What Is Time Batching?
Time batching is the act of grouping similar tasks together on your calendar to gain economies of scale. Almost everything can be batched: answering emails, running errands, customer calls or appointments, answering employees’ questions, and even meetings.
Here are a couple of examples. Instead of running to the office supply on Tuesday, going to the printer on Thursday, and visiting the warehouse on Friday, why not accomplish all your errands on Wednesday in one trip? Instead of answering emails as they appear in your inbox throughout the day, set aside designated time to answer them two to three times a day. If your calendar is overrun with meetings and appointments at all hours of the day, consider scheduling future appointments back-to-back, or designate one or more days a week as “no meetings” days by carving out time as “not available” in large chunks on your calendar.
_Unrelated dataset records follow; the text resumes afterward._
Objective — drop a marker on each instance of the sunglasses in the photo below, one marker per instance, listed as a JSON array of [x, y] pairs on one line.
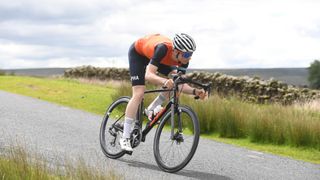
[[187, 55]]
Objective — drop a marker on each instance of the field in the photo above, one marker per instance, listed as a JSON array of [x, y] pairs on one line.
[[294, 76]]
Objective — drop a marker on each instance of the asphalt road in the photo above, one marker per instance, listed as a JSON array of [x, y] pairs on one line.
[[58, 132]]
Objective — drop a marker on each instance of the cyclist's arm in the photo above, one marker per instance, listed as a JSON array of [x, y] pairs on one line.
[[151, 71], [151, 75]]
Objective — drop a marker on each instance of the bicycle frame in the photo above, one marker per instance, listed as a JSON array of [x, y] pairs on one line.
[[172, 105]]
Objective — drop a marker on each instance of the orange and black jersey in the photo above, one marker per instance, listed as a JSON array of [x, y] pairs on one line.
[[158, 49]]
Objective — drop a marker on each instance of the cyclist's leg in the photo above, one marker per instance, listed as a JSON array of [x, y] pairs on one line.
[[137, 67]]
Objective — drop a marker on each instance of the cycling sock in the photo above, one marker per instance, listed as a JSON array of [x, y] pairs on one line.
[[157, 101], [127, 127]]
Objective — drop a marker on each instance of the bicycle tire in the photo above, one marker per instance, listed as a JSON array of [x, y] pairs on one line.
[[196, 130], [107, 119]]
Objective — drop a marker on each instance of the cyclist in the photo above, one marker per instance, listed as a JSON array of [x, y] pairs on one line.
[[148, 56]]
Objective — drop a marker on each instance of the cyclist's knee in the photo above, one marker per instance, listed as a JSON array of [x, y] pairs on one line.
[[138, 92]]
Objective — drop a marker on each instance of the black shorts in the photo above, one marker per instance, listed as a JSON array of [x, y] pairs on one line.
[[137, 66]]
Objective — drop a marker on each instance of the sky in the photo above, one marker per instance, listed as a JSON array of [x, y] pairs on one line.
[[228, 33]]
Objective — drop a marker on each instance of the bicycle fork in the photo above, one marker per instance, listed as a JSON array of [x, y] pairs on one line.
[[175, 110]]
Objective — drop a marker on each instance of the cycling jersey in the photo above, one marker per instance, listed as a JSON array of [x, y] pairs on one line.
[[155, 49]]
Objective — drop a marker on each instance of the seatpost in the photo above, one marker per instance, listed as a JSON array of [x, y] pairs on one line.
[[174, 102]]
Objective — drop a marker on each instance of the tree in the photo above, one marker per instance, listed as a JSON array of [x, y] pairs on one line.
[[314, 74]]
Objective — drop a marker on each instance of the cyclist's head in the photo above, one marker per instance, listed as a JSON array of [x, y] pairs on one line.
[[184, 43]]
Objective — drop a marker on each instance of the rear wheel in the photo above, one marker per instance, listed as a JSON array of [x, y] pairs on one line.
[[173, 154], [112, 128]]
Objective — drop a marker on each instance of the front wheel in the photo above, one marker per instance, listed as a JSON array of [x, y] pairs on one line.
[[174, 153], [112, 128]]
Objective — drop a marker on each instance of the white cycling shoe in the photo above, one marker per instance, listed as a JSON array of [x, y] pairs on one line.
[[125, 144]]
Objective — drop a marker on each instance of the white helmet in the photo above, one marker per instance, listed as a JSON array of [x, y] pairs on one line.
[[183, 42]]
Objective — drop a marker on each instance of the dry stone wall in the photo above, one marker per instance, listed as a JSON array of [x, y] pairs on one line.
[[247, 88]]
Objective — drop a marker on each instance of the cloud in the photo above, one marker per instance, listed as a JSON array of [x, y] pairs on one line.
[[229, 34]]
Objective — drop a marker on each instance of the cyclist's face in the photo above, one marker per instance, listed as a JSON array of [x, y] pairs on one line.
[[182, 57]]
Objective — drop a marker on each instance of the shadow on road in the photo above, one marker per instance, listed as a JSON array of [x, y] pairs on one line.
[[186, 173]]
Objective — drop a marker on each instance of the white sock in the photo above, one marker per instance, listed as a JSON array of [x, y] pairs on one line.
[[127, 127], [157, 101]]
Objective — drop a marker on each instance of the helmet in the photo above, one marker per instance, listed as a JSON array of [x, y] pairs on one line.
[[183, 42]]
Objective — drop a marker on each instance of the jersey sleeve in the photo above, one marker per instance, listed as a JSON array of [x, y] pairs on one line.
[[159, 53]]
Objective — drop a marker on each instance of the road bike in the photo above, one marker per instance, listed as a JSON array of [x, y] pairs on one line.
[[177, 134]]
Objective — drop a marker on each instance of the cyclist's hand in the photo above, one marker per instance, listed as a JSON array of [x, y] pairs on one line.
[[168, 84], [201, 93]]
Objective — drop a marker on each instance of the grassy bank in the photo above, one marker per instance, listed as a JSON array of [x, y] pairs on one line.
[[17, 163], [289, 131], [62, 91]]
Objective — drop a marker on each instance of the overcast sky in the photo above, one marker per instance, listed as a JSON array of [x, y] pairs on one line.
[[228, 33]]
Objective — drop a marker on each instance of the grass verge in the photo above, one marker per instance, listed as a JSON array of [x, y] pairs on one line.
[[17, 163], [279, 130]]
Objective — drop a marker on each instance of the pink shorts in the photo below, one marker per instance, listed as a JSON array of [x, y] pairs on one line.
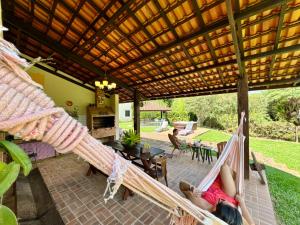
[[215, 193]]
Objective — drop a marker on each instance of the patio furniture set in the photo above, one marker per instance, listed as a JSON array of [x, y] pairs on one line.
[[153, 162]]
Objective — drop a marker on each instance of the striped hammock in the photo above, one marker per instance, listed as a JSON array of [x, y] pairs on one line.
[[27, 112]]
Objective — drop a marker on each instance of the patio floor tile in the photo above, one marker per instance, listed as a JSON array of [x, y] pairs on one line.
[[79, 199]]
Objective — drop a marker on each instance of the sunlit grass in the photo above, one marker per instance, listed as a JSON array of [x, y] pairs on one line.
[[284, 152], [285, 192]]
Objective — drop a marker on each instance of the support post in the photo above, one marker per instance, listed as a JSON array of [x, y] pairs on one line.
[[136, 112], [242, 97]]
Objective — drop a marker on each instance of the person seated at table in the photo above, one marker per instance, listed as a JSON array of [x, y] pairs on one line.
[[221, 199]]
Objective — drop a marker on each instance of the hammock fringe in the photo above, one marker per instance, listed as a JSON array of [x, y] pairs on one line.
[[27, 111]]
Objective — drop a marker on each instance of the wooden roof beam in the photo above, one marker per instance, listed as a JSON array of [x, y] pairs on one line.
[[151, 39], [235, 38], [170, 26], [207, 38], [219, 24], [109, 22], [125, 36], [42, 38], [222, 90], [230, 62], [277, 37]]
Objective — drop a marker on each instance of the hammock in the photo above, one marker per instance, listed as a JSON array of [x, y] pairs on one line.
[[27, 112], [233, 152]]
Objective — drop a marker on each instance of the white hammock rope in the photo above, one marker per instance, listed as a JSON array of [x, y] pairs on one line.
[[115, 179], [26, 111]]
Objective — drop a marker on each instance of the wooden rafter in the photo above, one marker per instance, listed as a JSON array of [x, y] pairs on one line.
[[235, 39], [277, 37], [207, 38], [40, 37], [210, 28], [108, 23], [285, 83], [170, 26]]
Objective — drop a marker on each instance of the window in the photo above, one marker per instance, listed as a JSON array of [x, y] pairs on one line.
[[127, 113]]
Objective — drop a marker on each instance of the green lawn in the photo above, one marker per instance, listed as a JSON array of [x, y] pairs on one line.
[[281, 151], [284, 187], [285, 192]]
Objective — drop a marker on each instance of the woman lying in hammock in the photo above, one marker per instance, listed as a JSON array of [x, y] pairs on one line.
[[221, 199]]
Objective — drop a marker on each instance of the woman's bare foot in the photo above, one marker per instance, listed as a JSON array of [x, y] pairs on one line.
[[184, 186]]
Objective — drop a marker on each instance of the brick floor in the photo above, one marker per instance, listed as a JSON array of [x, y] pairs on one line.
[[79, 198]]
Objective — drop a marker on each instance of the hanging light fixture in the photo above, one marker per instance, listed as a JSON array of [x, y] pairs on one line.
[[105, 85]]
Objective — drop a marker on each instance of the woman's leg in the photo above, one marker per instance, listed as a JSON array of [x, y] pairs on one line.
[[198, 201], [186, 189], [228, 182]]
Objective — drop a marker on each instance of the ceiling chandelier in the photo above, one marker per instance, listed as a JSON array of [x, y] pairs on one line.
[[105, 85]]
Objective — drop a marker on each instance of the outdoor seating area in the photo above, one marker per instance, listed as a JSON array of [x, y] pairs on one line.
[[79, 198], [66, 67]]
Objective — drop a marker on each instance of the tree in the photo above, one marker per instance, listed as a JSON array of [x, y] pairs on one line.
[[285, 106], [168, 101]]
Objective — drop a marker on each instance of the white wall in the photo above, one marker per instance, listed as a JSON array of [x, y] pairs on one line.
[[61, 90], [122, 108]]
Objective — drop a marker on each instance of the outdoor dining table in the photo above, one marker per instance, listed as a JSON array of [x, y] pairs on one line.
[[138, 154], [134, 156], [204, 151]]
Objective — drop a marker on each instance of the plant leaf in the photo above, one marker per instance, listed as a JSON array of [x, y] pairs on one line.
[[18, 155], [7, 217], [8, 175]]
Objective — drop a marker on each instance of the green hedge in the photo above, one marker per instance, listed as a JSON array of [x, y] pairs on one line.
[[273, 130]]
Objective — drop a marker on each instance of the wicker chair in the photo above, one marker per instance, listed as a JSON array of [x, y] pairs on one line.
[[220, 146]]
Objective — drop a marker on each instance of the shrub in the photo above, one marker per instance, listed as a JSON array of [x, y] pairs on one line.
[[174, 116], [213, 122], [192, 117], [273, 130]]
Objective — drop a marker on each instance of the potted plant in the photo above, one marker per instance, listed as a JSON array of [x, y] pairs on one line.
[[130, 140], [146, 148], [8, 175]]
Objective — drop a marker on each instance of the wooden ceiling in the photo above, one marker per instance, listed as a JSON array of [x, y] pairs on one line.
[[163, 48]]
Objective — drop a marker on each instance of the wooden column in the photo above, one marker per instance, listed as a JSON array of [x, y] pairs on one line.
[[242, 97], [136, 112]]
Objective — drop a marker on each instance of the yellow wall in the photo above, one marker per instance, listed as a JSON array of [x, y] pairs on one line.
[[61, 90]]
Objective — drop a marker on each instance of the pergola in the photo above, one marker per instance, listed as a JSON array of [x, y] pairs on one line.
[[165, 48], [154, 107]]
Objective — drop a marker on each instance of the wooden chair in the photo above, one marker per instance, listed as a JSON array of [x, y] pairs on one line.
[[256, 166], [159, 169], [220, 146], [175, 145]]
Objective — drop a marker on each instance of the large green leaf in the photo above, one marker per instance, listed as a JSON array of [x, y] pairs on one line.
[[18, 155], [8, 175], [7, 217]]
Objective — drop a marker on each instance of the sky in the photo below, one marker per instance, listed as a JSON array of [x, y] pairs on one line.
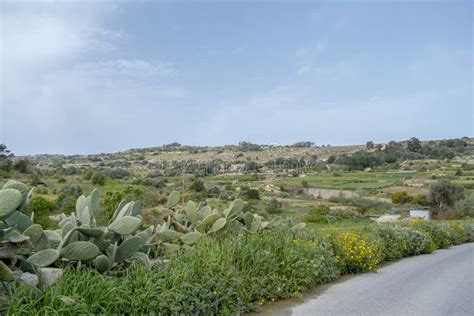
[[80, 77]]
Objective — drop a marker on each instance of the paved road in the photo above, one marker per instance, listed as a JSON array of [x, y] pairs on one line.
[[438, 284]]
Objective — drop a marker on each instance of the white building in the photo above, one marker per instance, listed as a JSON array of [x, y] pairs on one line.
[[425, 214]]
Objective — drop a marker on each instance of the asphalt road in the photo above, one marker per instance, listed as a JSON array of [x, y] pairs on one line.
[[441, 283]]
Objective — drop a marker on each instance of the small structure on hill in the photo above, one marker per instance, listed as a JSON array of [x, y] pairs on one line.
[[420, 213]]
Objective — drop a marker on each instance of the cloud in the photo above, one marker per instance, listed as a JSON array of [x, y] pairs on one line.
[[65, 87]]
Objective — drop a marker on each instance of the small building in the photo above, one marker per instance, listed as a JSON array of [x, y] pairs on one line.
[[420, 213]]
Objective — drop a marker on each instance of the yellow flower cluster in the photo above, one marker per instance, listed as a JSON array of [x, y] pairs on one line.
[[355, 253]]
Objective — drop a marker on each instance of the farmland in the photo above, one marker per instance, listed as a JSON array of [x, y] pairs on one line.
[[203, 230]]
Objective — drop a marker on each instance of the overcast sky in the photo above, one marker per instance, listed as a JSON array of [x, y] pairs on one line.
[[89, 77]]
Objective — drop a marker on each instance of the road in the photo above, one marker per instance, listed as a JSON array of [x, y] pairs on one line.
[[441, 283]]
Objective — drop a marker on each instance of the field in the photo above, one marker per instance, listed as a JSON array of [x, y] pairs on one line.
[[202, 230]]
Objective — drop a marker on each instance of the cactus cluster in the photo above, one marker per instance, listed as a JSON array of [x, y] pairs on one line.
[[18, 234], [190, 223], [122, 241]]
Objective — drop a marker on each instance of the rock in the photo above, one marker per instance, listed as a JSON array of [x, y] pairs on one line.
[[50, 275], [30, 278]]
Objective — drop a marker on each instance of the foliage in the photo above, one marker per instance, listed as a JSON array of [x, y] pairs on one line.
[[362, 203], [274, 207], [458, 233], [41, 208], [355, 253], [98, 178], [402, 242], [438, 233], [198, 185], [229, 275], [251, 194], [444, 193], [401, 197], [465, 206], [21, 165], [67, 196]]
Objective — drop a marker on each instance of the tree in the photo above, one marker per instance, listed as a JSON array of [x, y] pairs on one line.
[[67, 197], [98, 178], [251, 194], [5, 159], [370, 145], [414, 145], [21, 165], [401, 197], [198, 185], [444, 193]]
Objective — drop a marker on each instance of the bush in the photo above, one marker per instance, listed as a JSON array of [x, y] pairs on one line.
[[42, 208], [457, 233], [198, 185], [355, 253], [469, 228], [401, 197], [402, 242], [420, 199], [439, 233], [251, 194], [274, 207], [98, 178], [222, 276], [444, 193]]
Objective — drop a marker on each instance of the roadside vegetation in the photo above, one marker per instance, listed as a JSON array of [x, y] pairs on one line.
[[251, 224]]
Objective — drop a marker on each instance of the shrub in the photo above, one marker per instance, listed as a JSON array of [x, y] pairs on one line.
[[439, 233], [401, 197], [251, 194], [457, 233], [198, 185], [98, 178], [469, 228], [42, 208], [420, 199], [402, 242], [444, 193], [274, 207], [355, 253]]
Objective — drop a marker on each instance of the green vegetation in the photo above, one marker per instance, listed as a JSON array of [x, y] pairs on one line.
[[145, 248]]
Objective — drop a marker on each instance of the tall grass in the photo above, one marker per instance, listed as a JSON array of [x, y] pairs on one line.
[[227, 275]]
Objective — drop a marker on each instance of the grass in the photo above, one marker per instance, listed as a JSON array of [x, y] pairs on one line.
[[228, 275], [350, 180]]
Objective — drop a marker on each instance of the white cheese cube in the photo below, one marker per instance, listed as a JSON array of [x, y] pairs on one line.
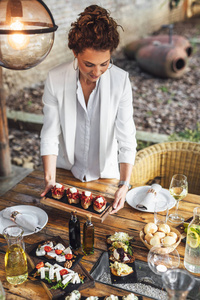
[[73, 190], [87, 193], [48, 264], [40, 252], [60, 258], [100, 200], [58, 185], [68, 250], [52, 253], [68, 277], [51, 273], [59, 246], [58, 277], [42, 273]]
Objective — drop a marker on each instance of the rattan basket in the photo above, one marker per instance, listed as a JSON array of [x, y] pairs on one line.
[[166, 159]]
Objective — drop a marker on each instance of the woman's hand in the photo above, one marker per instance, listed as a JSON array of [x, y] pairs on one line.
[[120, 196], [49, 163], [48, 187]]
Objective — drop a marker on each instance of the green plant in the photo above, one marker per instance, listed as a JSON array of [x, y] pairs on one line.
[[187, 135]]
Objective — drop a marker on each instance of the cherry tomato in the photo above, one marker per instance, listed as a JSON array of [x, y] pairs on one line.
[[58, 251], [47, 248], [63, 272], [40, 265], [68, 256]]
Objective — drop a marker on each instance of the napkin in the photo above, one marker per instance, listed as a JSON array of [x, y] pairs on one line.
[[21, 219], [149, 199]]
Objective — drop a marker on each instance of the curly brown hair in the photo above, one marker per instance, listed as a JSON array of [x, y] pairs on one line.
[[93, 29]]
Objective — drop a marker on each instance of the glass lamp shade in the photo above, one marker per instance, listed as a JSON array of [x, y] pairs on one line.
[[26, 33]]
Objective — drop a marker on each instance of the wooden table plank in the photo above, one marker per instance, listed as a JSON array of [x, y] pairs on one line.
[[28, 191]]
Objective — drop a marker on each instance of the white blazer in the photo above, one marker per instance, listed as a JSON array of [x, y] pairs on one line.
[[117, 129]]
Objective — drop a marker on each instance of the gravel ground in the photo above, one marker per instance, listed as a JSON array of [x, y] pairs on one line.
[[160, 105]]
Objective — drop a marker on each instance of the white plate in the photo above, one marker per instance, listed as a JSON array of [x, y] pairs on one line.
[[136, 195], [33, 212]]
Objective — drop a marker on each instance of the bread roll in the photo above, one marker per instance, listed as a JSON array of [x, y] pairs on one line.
[[159, 234], [169, 240], [150, 228], [147, 237], [154, 241], [173, 234]]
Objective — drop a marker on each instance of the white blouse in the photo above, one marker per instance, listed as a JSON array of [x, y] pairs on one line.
[[86, 160]]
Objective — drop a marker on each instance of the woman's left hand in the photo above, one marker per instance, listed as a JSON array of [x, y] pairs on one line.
[[120, 196]]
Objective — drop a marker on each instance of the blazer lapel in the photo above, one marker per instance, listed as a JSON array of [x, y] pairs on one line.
[[69, 112], [104, 116]]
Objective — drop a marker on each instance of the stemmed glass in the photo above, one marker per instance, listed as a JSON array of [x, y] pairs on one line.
[[177, 283], [178, 189]]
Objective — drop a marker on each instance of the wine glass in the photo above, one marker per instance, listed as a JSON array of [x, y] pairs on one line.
[[178, 189], [177, 283]]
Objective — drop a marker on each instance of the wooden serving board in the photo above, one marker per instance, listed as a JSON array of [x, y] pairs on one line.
[[64, 205]]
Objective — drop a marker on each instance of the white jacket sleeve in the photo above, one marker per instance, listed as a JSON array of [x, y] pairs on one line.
[[51, 123], [125, 127]]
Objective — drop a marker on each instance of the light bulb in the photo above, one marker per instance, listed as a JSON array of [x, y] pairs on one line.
[[18, 41]]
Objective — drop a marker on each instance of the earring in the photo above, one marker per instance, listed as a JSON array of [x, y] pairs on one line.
[[111, 63], [75, 63]]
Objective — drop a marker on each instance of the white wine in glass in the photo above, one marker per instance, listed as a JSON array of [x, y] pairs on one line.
[[178, 189]]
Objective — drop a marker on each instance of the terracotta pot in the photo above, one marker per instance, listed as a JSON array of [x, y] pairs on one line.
[[177, 41], [163, 60]]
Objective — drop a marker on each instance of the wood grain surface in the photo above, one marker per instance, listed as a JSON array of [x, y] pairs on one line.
[[129, 220]]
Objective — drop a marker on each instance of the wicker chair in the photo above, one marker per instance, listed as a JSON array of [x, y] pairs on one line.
[[158, 163]]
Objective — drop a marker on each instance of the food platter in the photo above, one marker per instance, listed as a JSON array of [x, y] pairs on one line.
[[64, 205], [76, 267], [122, 279], [34, 213], [136, 195]]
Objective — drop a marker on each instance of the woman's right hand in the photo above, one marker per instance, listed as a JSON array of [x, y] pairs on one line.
[[49, 163]]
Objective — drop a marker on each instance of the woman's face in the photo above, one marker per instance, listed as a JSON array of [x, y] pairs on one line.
[[92, 64]]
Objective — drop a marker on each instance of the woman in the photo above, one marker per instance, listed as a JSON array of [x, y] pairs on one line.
[[88, 115]]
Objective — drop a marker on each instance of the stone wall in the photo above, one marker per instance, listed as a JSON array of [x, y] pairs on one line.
[[137, 17]]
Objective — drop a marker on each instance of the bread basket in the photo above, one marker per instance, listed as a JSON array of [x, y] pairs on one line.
[[172, 247]]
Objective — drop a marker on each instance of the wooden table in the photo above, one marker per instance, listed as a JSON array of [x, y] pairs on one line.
[[27, 192]]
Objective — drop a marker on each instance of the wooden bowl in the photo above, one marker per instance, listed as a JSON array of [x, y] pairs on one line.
[[172, 247]]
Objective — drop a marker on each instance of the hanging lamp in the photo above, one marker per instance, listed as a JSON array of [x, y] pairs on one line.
[[26, 33]]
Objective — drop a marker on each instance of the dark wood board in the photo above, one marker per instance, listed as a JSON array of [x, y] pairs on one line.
[[64, 205]]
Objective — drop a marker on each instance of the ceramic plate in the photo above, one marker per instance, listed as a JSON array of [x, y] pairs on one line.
[[137, 194], [33, 212]]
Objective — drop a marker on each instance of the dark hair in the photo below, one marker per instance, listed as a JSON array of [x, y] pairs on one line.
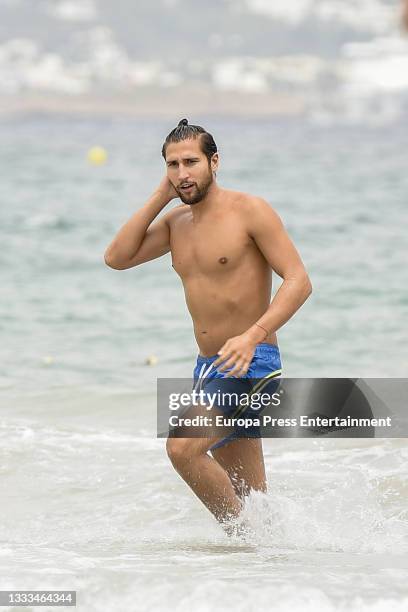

The beauty of time batching is that your brain will be less exhausted at the end of the day. When your workday is spent jumping from one task to the next, the brain experiences greater fatigue, and productivity suffers. These dings to your output are called switching costs, because they describe the tax that results from switching tasks often.
Studies show that time costs are more significant when transitioning to more complex or unfamiliar tasks. Dr. David Myer, a psychologist who studies multitasking, determined that “even brief mental blocks created by shifting between tasks can cost as much as 40 percent of someone’s productive time,” according to an article by the American Psychological Association.
While switching tasks throughout the day is often necessary for most professionals, excessive switching can strain the brain. Time batching, on the other hand, helps reduce the number of times you switch tasks throughout the day, thus reducing mental fatigue and time costs that result from multitasking or frequent task switching.
Business vs Personal Time
You can apply time batching to more than just your work life. In fact, it’s likely that you’re already practicing it at home and don’t realize it. Common examples of time batching at home include prepping meals for the week on Sunday or washing several loads of laundry in a row.
While some things can’t be batched (like walking the dog), many more can. You just need to be open to the possibilities.
The Highest Payoff
The highest payoff with time batching comes when you can reduce your most common interruptions. For example, employee questions could be fielded more strategically by cross-training employees. Or, you could host recurring “office hours” for your team to address any questions or roadblocks with you, instead of stopping by throughout the day.
Emails, chat platforms, and texts are also a source of constant interruptions. If your role allows it, consider reducing your distractions by silencing one or more of these communication methods. If you set aside designated time throughout the day to answer these communications, they’ll never go more than a few hours without being addressed anyway, and your day will grow a little quieter.
Phone calls can be another source of interruption. When possible, encourage callers to schedule a time to call you or let them know how much more efficient email is, or silence your ringer and get back to them at a designated point in the day.
Getting It All Done
You can practice time batching for years and still get better at it. Try implementing just one element of time batching to start, like scheduling time to answer emails and then stay out of your inbox. Slowly transitioning to time batching will help you avoid change overwhelm. Then, every few months, look for more items to batch (no matter how long you’ve been practicing).
Time batching will not only help you get home to your personal life sooner; it will help you feel less drained and more energized at the end of the day, allowing you to actually enjoy your personal time. Try it and see what you think.